If the following article seems a bit disjointed, know that everything you’re about to read, was, at one point, the second quarter of a much larger piece that could easily be divided into fourths. When I began to write, I didn’t have a roadmap set out, where I told myself, first, we tackle this subject, which leads nicely into this one, which will dovetail into that, and, oh, well, maybe we take a detour here - no. Like most creative endeavors, I threw myself into it and let the muses guide me along. Unfortunately, rather than a statuesque, well-composed, and careful muse who guides the hand of an artist along with steady intent and unwavering discipline, mine tends to be a manic, excitable, moody, and most of all, capricious, who will become hyper-fixated on one small thing to the point of self-detriment, only to discard it at a moment’s notice in favor of something more novel. She’s a bit difficult to work with, but she usually gets me where I need to go, albeit never along the most direct route. So, I ended up with an article that was both too long and too varied in focus. My muse, waspish as she is, had taken everything I wanted to say and thrown it all on a canvas, and left me to sort it out myself. While I must thank her for giving me words with which to articulate my thoughts, I do wish she’d be a little more… thoughtful about the order in which she delivered them.

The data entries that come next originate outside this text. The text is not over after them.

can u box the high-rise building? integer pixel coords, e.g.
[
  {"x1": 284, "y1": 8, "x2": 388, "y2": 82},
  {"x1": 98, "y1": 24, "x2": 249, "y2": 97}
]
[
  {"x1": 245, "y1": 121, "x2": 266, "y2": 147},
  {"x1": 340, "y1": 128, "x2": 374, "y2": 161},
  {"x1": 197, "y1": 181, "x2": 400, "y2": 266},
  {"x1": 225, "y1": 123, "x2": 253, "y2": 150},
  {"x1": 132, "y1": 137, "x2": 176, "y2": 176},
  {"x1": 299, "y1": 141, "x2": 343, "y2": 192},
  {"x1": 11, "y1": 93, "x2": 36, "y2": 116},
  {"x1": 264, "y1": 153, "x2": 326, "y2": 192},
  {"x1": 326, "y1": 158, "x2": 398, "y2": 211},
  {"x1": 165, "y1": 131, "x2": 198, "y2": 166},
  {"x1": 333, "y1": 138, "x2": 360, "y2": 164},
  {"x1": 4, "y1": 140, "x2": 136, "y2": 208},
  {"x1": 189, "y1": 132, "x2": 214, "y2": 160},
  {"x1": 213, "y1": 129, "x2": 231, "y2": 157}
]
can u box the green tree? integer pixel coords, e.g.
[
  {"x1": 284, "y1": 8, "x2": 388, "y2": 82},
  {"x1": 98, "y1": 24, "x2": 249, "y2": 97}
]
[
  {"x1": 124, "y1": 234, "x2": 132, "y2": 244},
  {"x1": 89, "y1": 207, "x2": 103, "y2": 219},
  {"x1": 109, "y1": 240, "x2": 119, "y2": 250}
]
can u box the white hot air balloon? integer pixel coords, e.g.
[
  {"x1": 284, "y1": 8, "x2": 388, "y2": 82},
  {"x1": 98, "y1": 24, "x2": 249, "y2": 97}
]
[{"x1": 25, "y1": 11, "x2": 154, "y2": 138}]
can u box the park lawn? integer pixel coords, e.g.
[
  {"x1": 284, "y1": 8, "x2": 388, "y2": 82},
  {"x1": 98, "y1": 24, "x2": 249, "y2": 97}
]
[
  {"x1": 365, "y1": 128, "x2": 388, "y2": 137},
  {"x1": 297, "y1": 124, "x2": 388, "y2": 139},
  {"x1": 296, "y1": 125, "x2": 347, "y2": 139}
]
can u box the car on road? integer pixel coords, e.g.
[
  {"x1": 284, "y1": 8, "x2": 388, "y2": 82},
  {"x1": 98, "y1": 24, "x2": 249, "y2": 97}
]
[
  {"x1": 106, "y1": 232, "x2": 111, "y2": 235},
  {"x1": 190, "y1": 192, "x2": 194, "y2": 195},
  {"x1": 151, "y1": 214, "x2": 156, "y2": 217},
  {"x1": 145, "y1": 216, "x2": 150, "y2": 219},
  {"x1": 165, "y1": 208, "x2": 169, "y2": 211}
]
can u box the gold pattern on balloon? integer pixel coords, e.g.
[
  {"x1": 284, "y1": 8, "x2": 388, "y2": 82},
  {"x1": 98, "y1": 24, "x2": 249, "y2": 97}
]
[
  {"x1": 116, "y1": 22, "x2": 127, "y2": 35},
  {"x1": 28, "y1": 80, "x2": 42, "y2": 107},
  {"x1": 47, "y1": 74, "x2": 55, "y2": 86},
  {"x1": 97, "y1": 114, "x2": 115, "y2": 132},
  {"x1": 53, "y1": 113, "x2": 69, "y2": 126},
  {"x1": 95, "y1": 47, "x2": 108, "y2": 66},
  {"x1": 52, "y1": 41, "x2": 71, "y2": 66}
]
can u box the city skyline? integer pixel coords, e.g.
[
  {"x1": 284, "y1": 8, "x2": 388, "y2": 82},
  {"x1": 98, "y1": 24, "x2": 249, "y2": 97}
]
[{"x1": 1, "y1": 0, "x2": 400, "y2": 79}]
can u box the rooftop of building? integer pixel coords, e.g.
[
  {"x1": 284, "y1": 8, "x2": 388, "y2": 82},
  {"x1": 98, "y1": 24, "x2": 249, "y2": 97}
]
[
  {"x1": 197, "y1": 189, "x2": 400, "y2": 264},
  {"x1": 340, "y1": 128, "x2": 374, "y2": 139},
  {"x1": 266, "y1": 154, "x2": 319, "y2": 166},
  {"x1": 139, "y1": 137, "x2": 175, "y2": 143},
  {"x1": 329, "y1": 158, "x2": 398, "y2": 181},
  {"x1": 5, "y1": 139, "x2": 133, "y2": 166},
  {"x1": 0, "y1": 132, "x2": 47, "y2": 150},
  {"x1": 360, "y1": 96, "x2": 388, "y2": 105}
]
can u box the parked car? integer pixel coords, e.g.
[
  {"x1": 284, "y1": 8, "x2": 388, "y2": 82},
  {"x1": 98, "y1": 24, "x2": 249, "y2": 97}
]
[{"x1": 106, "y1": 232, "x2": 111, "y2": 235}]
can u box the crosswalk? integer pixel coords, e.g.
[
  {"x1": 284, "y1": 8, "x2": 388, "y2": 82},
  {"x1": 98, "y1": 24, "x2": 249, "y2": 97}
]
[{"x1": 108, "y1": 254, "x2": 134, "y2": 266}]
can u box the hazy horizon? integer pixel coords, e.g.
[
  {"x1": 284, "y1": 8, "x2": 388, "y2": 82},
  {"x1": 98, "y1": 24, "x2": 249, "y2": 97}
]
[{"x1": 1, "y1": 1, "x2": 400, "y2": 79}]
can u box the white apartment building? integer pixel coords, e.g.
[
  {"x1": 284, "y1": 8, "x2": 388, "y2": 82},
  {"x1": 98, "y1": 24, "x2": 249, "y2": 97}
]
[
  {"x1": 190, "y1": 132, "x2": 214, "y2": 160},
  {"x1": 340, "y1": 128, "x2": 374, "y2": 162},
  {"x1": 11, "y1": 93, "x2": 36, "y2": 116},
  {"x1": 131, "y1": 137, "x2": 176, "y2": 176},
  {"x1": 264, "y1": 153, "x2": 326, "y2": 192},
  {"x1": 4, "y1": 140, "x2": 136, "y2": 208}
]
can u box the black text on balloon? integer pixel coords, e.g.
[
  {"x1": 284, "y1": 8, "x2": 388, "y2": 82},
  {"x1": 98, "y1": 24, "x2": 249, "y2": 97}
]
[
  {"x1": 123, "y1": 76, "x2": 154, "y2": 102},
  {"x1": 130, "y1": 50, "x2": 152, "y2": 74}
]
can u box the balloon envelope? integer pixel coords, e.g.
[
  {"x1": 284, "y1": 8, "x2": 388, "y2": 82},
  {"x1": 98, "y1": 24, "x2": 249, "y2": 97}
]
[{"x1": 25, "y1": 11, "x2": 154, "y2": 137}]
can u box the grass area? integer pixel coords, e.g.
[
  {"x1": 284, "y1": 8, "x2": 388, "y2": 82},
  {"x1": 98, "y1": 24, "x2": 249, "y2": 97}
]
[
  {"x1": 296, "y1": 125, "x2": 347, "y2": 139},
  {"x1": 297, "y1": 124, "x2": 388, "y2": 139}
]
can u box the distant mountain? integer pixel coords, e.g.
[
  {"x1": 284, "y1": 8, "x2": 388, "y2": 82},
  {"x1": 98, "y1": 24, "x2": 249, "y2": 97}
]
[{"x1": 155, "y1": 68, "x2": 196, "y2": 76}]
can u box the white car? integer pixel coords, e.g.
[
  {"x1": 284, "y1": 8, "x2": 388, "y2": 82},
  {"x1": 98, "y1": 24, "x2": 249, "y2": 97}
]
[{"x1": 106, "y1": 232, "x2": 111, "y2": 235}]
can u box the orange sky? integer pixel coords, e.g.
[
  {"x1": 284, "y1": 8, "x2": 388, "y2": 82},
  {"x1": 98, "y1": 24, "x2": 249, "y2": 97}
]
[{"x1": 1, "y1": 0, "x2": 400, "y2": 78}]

That being said, this article feels a bit brief for my taste, but at the same time, I have to remind myself that just because I prefer long-form content I can sink my teeth into, there’s virtue in brevity.
Now, let’s get back to the story where we left off last, shall we? Star Wars fans around the world had just been suckered in to a false sense of security by the devious machinations of the Mouse, who’s gloved hands, in turn, were guided by something more foul still.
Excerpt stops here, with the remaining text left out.